Jak opowiadali śledczym sąsiedzi rodziny, byli to normalni ludzie. Ojciec Mateusza zajmował się budowlanką, matka pracowała w szkole podstawowej. Mieli po 49 lat. Oprócz syna Mateusza, mieli jeszcze drugiego syna w wieku 17 lat i córkę w wieku 23 lat. Oboje byli świadkami tragedii, do jakiej doszło w ich rodzinnym domu. Zeznawać przed sądem nie chcieli.
Mateusz G. po jednej z kolejnych kłótni z ojcem wyciągnął nóż kuchenny i go zaatakował. Matka zginęła, gdy próbowała ratować męża. Mateusz w chwili popełniania zbrodni był trzeźwy.

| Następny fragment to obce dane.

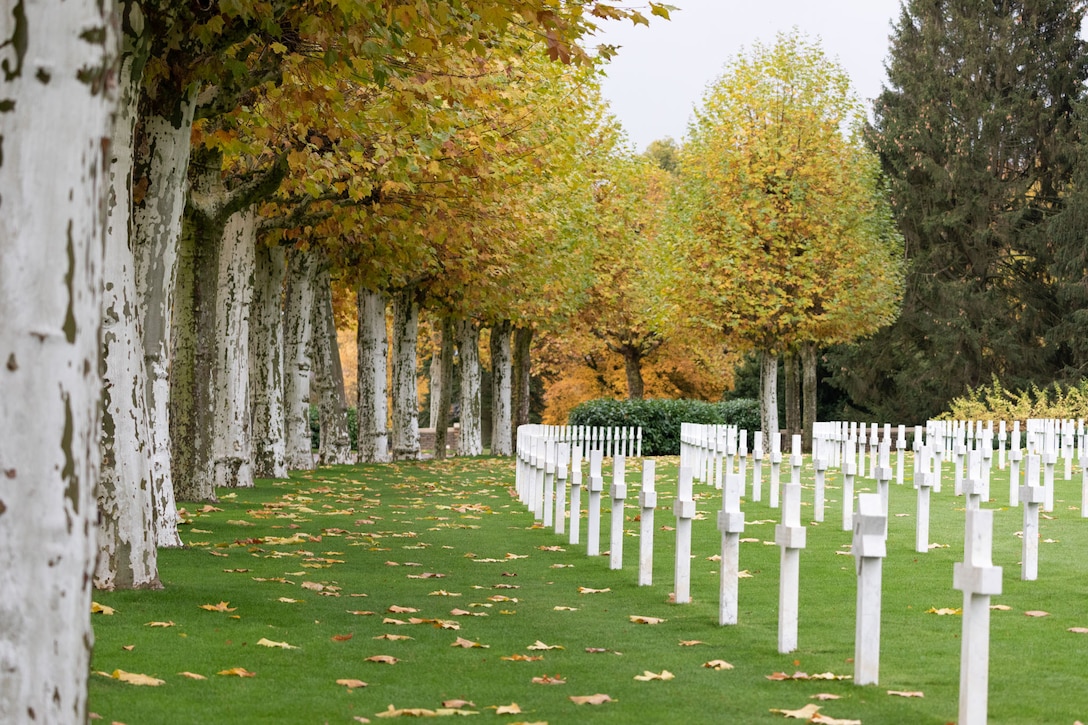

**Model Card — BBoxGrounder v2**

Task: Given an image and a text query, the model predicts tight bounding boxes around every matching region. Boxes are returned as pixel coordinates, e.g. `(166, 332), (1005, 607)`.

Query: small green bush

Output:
(310, 404), (360, 452)
(942, 375), (1088, 423)
(567, 398), (762, 456)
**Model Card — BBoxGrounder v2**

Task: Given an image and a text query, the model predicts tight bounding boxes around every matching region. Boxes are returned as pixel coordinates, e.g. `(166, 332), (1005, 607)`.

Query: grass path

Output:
(88, 455), (1088, 724)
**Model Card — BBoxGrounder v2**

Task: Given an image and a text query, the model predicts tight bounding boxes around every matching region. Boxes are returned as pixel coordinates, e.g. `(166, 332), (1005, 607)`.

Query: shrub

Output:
(942, 376), (1088, 423)
(567, 398), (762, 456)
(309, 405), (360, 452)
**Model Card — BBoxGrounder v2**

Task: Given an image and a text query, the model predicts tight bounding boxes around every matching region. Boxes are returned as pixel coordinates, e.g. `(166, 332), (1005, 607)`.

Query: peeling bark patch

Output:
(35, 67), (49, 84)
(0, 1), (27, 81)
(63, 226), (77, 343)
(5, 352), (15, 370)
(0, 498), (6, 516)
(3, 468), (13, 478)
(61, 393), (80, 518)
(0, 99), (13, 112)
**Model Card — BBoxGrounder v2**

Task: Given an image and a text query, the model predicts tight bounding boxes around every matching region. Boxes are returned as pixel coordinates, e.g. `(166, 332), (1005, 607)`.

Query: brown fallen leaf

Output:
(812, 715), (862, 725)
(501, 654), (543, 662)
(374, 634), (413, 641)
(495, 703), (522, 715)
(766, 672), (792, 681)
(178, 671), (206, 680)
(990, 604), (1012, 611)
(527, 640), (563, 651)
(532, 674), (567, 685)
(122, 645), (135, 651)
(109, 669), (164, 686)
(442, 699), (475, 709)
(278, 597), (302, 604)
(255, 638), (297, 649)
(679, 640), (705, 646)
(200, 601), (237, 612)
(337, 679), (368, 689)
(888, 690), (924, 698)
(332, 633), (354, 642)
(387, 605), (419, 614)
(1024, 610), (1049, 617)
(449, 608), (487, 617)
(217, 667), (256, 678)
(578, 586), (611, 594)
(91, 602), (116, 615)
(301, 582), (325, 591)
(451, 637), (487, 649)
(1068, 627), (1088, 634)
(629, 615), (666, 625)
(811, 693), (841, 701)
(382, 617), (407, 625)
(375, 705), (435, 718)
(570, 694), (614, 705)
(146, 621), (175, 628)
(703, 660), (734, 670)
(367, 655), (399, 664)
(633, 670), (674, 681)
(429, 590), (461, 597)
(349, 610), (376, 616)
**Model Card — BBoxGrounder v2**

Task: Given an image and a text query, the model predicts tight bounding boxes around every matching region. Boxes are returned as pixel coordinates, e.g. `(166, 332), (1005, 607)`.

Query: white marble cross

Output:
(1021, 453), (1044, 581)
(542, 439), (556, 527)
(718, 471), (745, 625)
(953, 508), (1003, 725)
(842, 439), (857, 532)
(638, 459), (657, 586)
(875, 441), (892, 517)
(1009, 446), (1022, 507)
(853, 492), (887, 686)
(769, 432), (782, 509)
(776, 448), (807, 653)
(813, 454), (828, 523)
(896, 424), (906, 485)
(915, 449), (934, 553)
(569, 444), (583, 546)
(586, 448), (603, 557)
(554, 442), (569, 535)
(609, 454), (627, 570)
(673, 465), (696, 604)
(752, 432), (764, 502)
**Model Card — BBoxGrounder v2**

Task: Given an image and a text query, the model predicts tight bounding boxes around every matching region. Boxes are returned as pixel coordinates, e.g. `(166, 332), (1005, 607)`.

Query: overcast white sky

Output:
(593, 0), (905, 152)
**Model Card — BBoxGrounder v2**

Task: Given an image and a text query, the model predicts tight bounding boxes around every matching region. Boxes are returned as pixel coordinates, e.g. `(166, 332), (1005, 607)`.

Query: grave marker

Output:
(586, 449), (603, 557)
(896, 424), (906, 485)
(770, 432), (782, 509)
(638, 460), (657, 586)
(953, 508), (1003, 725)
(915, 450), (934, 553)
(609, 455), (627, 570)
(853, 492), (888, 686)
(542, 440), (556, 527)
(718, 471), (745, 625)
(752, 433), (764, 502)
(1021, 454), (1043, 581)
(554, 442), (569, 535)
(776, 444), (807, 653)
(569, 444), (583, 546)
(674, 466), (696, 604)
(842, 439), (857, 532)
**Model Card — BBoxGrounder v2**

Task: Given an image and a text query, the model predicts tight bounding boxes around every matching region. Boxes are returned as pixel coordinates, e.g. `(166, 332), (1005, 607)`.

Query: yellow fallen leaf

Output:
(629, 615), (666, 625)
(495, 703), (522, 715)
(178, 671), (206, 680)
(812, 715), (862, 725)
(91, 602), (116, 615)
(633, 670), (674, 681)
(925, 607), (961, 616)
(990, 604), (1012, 611)
(348, 610), (376, 616)
(553, 606), (578, 611)
(703, 660), (734, 670)
(501, 654), (543, 662)
(110, 669), (163, 686)
(527, 640), (563, 651)
(367, 655), (399, 664)
(122, 645), (135, 651)
(570, 694), (613, 705)
(771, 703), (822, 719)
(429, 590), (461, 597)
(442, 700), (475, 709)
(200, 601), (236, 612)
(1024, 610), (1050, 617)
(812, 694), (841, 701)
(505, 553), (528, 559)
(301, 581), (326, 591)
(388, 605), (419, 613)
(146, 621), (175, 628)
(1068, 627), (1088, 634)
(374, 634), (413, 641)
(375, 704), (435, 718)
(809, 672), (852, 681)
(451, 637), (487, 649)
(532, 674), (566, 685)
(578, 586), (611, 594)
(255, 638), (297, 649)
(337, 679), (368, 689)
(888, 690), (924, 698)
(738, 570), (754, 578)
(217, 667), (256, 678)
(679, 640), (705, 646)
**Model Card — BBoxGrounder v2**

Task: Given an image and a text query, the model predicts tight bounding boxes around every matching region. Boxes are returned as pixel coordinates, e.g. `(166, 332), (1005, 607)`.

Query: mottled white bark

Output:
(391, 290), (422, 460)
(489, 321), (512, 456)
(457, 320), (483, 456)
(357, 288), (390, 462)
(312, 260), (353, 465)
(97, 26), (160, 590)
(250, 244), (287, 478)
(211, 208), (255, 488)
(433, 316), (455, 459)
(760, 351), (780, 455)
(132, 88), (196, 545)
(429, 346), (442, 429)
(283, 247), (317, 470)
(0, 1), (116, 719)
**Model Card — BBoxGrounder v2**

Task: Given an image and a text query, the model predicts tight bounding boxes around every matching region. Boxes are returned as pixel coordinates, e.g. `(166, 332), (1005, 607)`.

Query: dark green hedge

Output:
(567, 398), (761, 456)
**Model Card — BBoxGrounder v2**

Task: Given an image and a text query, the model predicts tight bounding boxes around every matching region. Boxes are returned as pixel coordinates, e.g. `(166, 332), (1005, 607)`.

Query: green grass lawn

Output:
(88, 454), (1088, 724)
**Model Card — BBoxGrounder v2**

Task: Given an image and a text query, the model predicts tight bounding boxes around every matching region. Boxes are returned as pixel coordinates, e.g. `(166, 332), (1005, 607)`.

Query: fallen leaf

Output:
(110, 669), (163, 686)
(375, 705), (436, 718)
(217, 667), (256, 678)
(495, 703), (522, 715)
(766, 672), (792, 681)
(301, 582), (326, 591)
(569, 694), (614, 705)
(91, 602), (117, 616)
(1025, 610), (1049, 617)
(348, 610), (376, 616)
(770, 703), (822, 719)
(256, 638), (297, 649)
(146, 621), (175, 628)
(501, 654), (543, 662)
(367, 655), (399, 664)
(442, 700), (475, 708)
(679, 640), (705, 646)
(388, 605), (418, 614)
(809, 673), (852, 681)
(990, 604), (1012, 611)
(336, 679), (367, 689)
(812, 715), (862, 725)
(888, 690), (924, 698)
(629, 615), (666, 625)
(811, 694), (841, 701)
(429, 590), (460, 597)
(738, 570), (754, 578)
(633, 670), (674, 681)
(1068, 627), (1088, 634)
(452, 637), (487, 649)
(925, 607), (961, 616)
(449, 608), (486, 617)
(200, 601), (236, 612)
(532, 674), (567, 685)
(527, 640), (563, 651)
(178, 671), (206, 680)
(332, 633), (354, 642)
(374, 634), (413, 641)
(278, 598), (302, 604)
(578, 587), (611, 594)
(703, 660), (734, 670)
(553, 606), (578, 611)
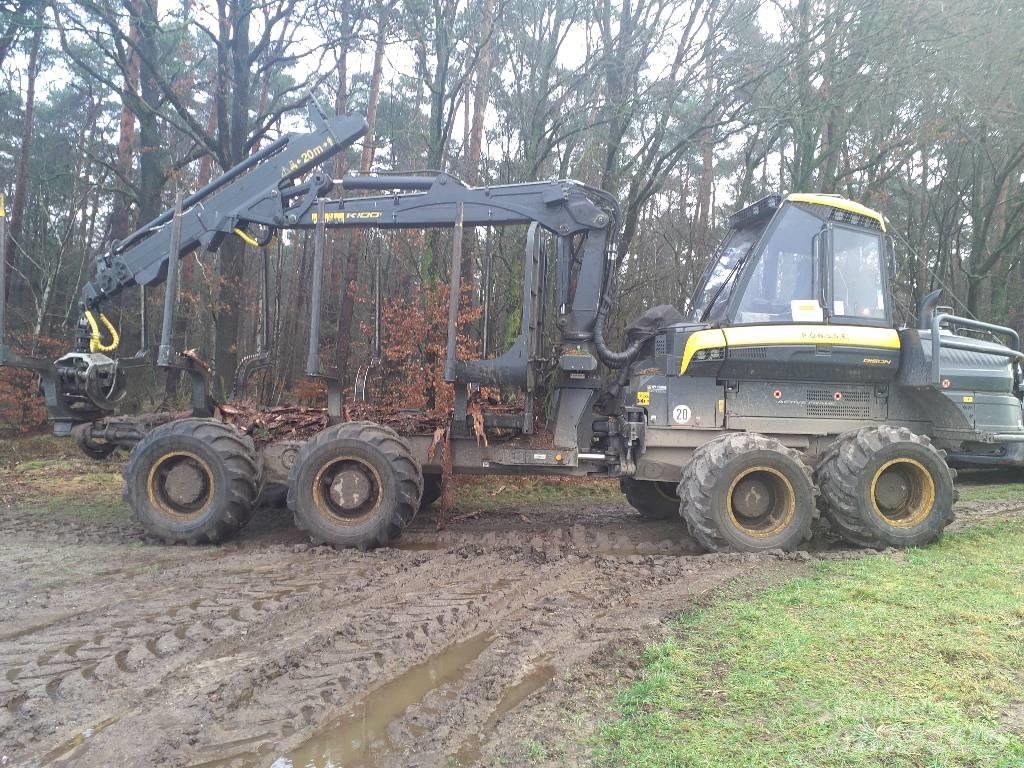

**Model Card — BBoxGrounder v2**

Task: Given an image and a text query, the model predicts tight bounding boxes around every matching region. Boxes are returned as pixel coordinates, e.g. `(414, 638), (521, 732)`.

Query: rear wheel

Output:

Mateusz G. został poddany obserwacji lekarzy psychiatrów. Po kilku tygodniach wydali opinię - mężczyzna w momencie popełniania przestępstwa miał zniesioną poczytalność, czyli, jak wyjaśnia Marcin Saduś, rzecznik Prokuratury Okręgowej Warszawa-Praga, nie był zdolny do rozpoznania znaczenia swoich czynów oraz pokierowania swoim postępowaniem. Biegli rozpoznali u niego ponadto skomplikowane zaburzenia psychiczne.
Rzecznik zdradził, że według biegłych G. może zabić jeszcze raz, dlatego będą wnioskować o umorzenie postępowania oraz umieszczenie podejrzanego w zakładzie psychiatrycznym.